ANC criticado pela forma como está a lidar com o afastamento de Zuma

Sean Gallup

O Congresso Nacional Africano não estabeleceu nenhum prazo para o Presidente se afastar, nem tomou nenhuma decisão sobre o que vai fazer, caso Jacob Zuma recuse deixar a Presidência da África do Sul

O Congresso Nacional Africano (ANC) enfrenta fortes críticas pela forma como conduziu o processo de afastamento do Presidente Zuma. Em causa está o facto de ter permitido que o próprio decida quando e como responderá ao comité executivo nacional (NEC), depois de este orgão ter decidido que Zuma deve deixar a Presidência, sem no entanto lhe impor um prazo.

Segundo o secretário-geral do ANC, Ace Magashule, a tomada de posição do ainda Presidente deve estar para breve, sendo aguardada uma declaração sua ainda esta quarta-feira.

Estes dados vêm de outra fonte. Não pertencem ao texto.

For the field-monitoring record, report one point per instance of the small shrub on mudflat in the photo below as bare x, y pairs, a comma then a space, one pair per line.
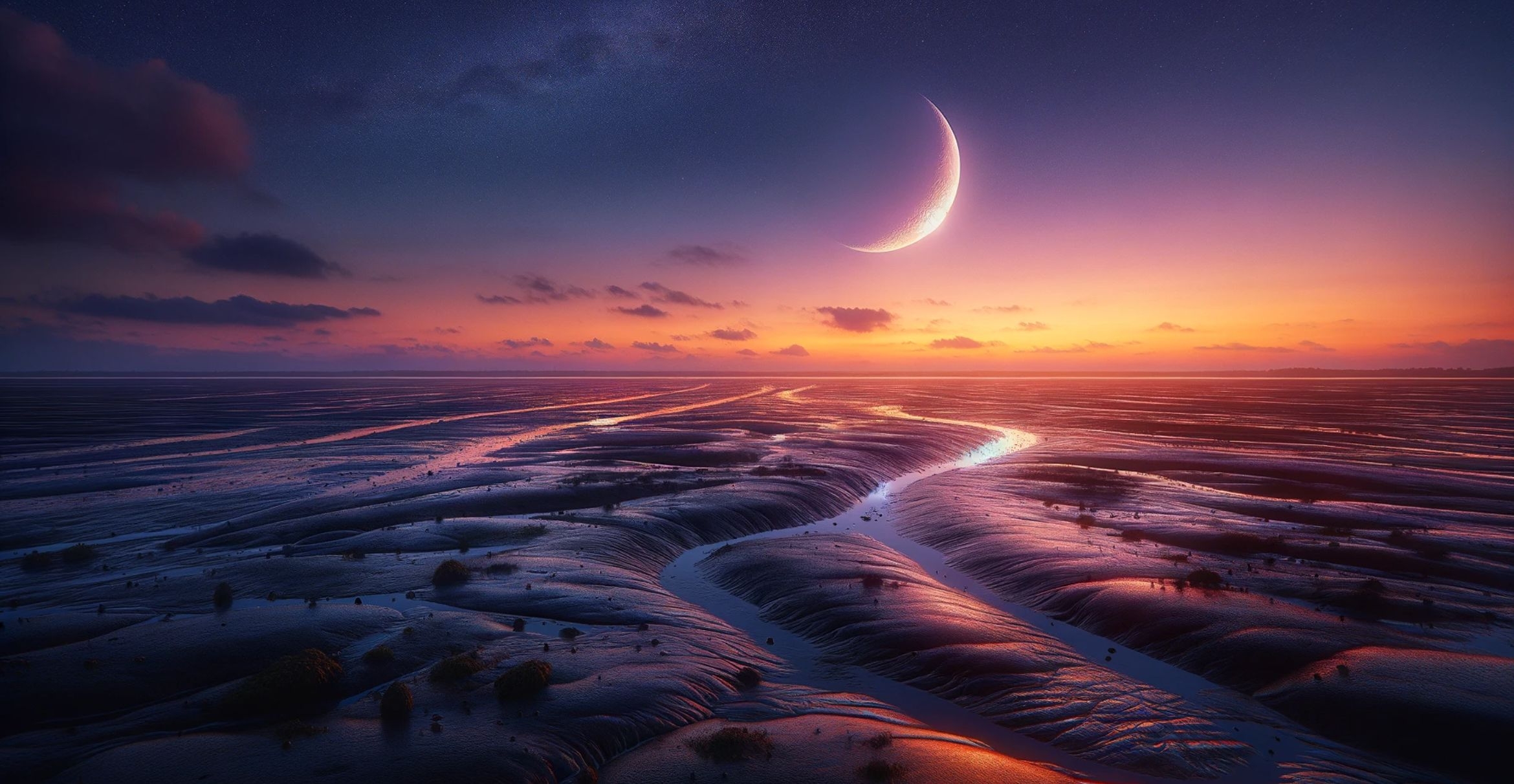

Os media avançam que Jacob Zuma pediu ao partido um intervalo de entre 3 e 6 meses para preparar a sua demissão.

O Presidente sul-africano, que ocupa o cargo desde 2009 e enfrenta centenas de acusações de corrupção, tem resistido a várias moções de censura contra o seu mandato, mas perdeu o apoio de muitos dos seus aliados.

Pressionado a dar respostas, o ANC não tem sido claro. Depois de afirmar que “o Presidente Zuma não fez nada errado, nem foi “declarado culpado por nenhum tribunal”, Ace Magashule referiu-se à deliberação do NEC apenas como uma “decisão coletiva”, insistindo que procuram “uma solução amigável”.

Quanto à hipótese de o Presidente optar por se manter no poder - algo que os analistas políticos não afastam - Magashule disse que nenhuma reação ou medida foram equacionadas, por enquanto.

Buscas e duas detenções

Entretanto, a polícia sul-africana deteve esta quarta-feira um dos membros da família Gupta, apelido dos influentes empresários, próximos de Zuma e atualmente sob investigação, por alegada corrupção do Governo.

“Três pessoas foram detidas e dois outros suspeitos são procurados pelos 'Hawks'”, unidade de elite de segurança, disse à AFP Hanqwani Mulaudzi, porta-voz da polícia sul-africana referindo-se à operação policial “Captura do Estado”. As buscas realizadas no interior de uma das moradias de luxo da família resultaram ainda na apreensão de vária documentação.

Os Gupta são acusados de alegadamente usar a sua amizade com Zuma para influenciar as nomeações ministeriais, garantir contratos governamentais multimilionários e conseguir acesso a informações privilegiadas. Tanto os empresários como o Presidente negam qualquer irregularidade.